To speed things up a bit, try these time-saving tips. Save yourself the irritation and time of having your favorite fresh food items potentially tossed by agents at the border; buy what you need when you get where you’re going. Other items that are best to leave at home: guns, knives and other weapons; drugs; commercial goods; firewood debris, hay/straw, or other agricultural items; and large quantities of cash, booze, or tobacco. It also helps to have a relatively clean vehicle with your gear somewhat organized. When interacting with border agents, turn off your vehicle, take off sunglasses and hats, have your IDs ready, be friendly and helpful, and refrain from chit-chat or providing unsolicited information or snarky replies while explaining the non-business nature of your epic vacation.

 

  1. Tips to Get the Most Out of Your B.C. Trip. For Americans, travel to Canada requires little transition. Canadians speak English, drive on the same side of the road, eat similar foods, and enjoy the same modern amenities as most Americans.

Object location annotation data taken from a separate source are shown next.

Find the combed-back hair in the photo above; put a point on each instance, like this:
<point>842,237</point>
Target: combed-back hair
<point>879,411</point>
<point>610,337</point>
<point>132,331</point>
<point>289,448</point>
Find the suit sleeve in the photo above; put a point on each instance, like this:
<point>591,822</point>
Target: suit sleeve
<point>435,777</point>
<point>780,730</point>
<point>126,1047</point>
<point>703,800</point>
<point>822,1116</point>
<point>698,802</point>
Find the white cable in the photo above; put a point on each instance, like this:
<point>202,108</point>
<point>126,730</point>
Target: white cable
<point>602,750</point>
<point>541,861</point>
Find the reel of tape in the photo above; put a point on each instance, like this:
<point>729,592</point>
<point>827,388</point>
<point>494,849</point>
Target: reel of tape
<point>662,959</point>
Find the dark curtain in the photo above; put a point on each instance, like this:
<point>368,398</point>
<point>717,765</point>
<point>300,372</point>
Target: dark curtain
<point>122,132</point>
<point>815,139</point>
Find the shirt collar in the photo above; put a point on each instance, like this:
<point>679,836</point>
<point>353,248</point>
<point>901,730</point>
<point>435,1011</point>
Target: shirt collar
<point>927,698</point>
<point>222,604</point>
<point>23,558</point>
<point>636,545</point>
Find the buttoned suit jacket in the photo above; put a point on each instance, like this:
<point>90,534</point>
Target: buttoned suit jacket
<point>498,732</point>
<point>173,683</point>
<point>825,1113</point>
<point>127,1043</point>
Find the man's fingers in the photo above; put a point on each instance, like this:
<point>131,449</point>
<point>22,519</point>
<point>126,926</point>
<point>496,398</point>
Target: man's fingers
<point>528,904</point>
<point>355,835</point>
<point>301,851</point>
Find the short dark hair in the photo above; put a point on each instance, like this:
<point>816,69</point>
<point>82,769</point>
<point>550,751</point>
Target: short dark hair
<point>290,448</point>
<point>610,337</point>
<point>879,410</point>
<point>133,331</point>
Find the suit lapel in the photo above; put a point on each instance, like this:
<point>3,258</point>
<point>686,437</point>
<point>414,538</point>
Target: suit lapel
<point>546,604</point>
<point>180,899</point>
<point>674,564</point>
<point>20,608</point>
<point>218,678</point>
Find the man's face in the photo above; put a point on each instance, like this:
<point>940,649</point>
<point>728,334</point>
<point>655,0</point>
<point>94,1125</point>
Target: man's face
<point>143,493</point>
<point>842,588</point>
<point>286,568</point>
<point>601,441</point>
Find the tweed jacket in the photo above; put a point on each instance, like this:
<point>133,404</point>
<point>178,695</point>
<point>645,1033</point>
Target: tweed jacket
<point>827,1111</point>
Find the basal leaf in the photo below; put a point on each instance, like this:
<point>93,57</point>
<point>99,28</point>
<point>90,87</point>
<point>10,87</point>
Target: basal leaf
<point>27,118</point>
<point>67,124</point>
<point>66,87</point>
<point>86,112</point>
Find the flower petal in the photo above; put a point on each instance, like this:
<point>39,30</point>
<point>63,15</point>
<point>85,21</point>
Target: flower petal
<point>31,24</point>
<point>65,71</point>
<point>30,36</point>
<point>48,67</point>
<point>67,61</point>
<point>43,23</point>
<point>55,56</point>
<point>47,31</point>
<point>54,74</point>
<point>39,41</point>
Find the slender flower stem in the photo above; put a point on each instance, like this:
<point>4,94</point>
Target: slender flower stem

However, a little planning will make that transition even easier. Add an inexpensive phone plan that covers text and calls in Canada if you don’t already have one (make sure you don’t get charged extra for data roaming). Also, report your travel plans to the banks behind any of the cards you’ll be using so they work when you need them. While many businesses take U.S. dollars, it’s best to have some Canadian money in your wallet and use your card when you can to make sure you’re getting the best exchange rate. And finally, give the tips for fitting in as an American on page 30 of this guide a read! //

 

Choosing the Best Border Crossing

 

Map of B.C. border crossings.

Use this border crossing info and the above map to make sure you don’t get stuck at a closed crossing or waste time taking the wrong one.

 

Osoyoos/Oroville: 24 hours

Use for some Okanagan resorts.

 

Midway/Ferry: 9 a.m.-5 p.m.

Use for Big White/SilverStar shortcut when roads are good.

 

Cascade/Laurier: 8 a.m.-midnight

Use for Big White, SilverStar & Phoenix.

 

Paterson/Frontier: 24 hours

Use for RED Mountain & Rossland

 

Nelway/Metaline Falls: 8 a.m.-8 p.m. U.S. / 8 a.m.-midnight Canada

Use for Whitewater, Nelson, Ainsworth, Kootenay Pass, Salmo, Nakusp, Revelstoke, Halcyon & Rogers Pass.

 

Rykerts/Porthill: 7 a.m.-11 p.m. U.S. / 8 a.m.-midnight Canada

Use for Creston/Kootenay Pass.

 

Kingsgate/Eastport: 24 hours

Use for Kimberley, Fernie, Panorama, Fairmont, Radium, Golden, & Kicking Horse.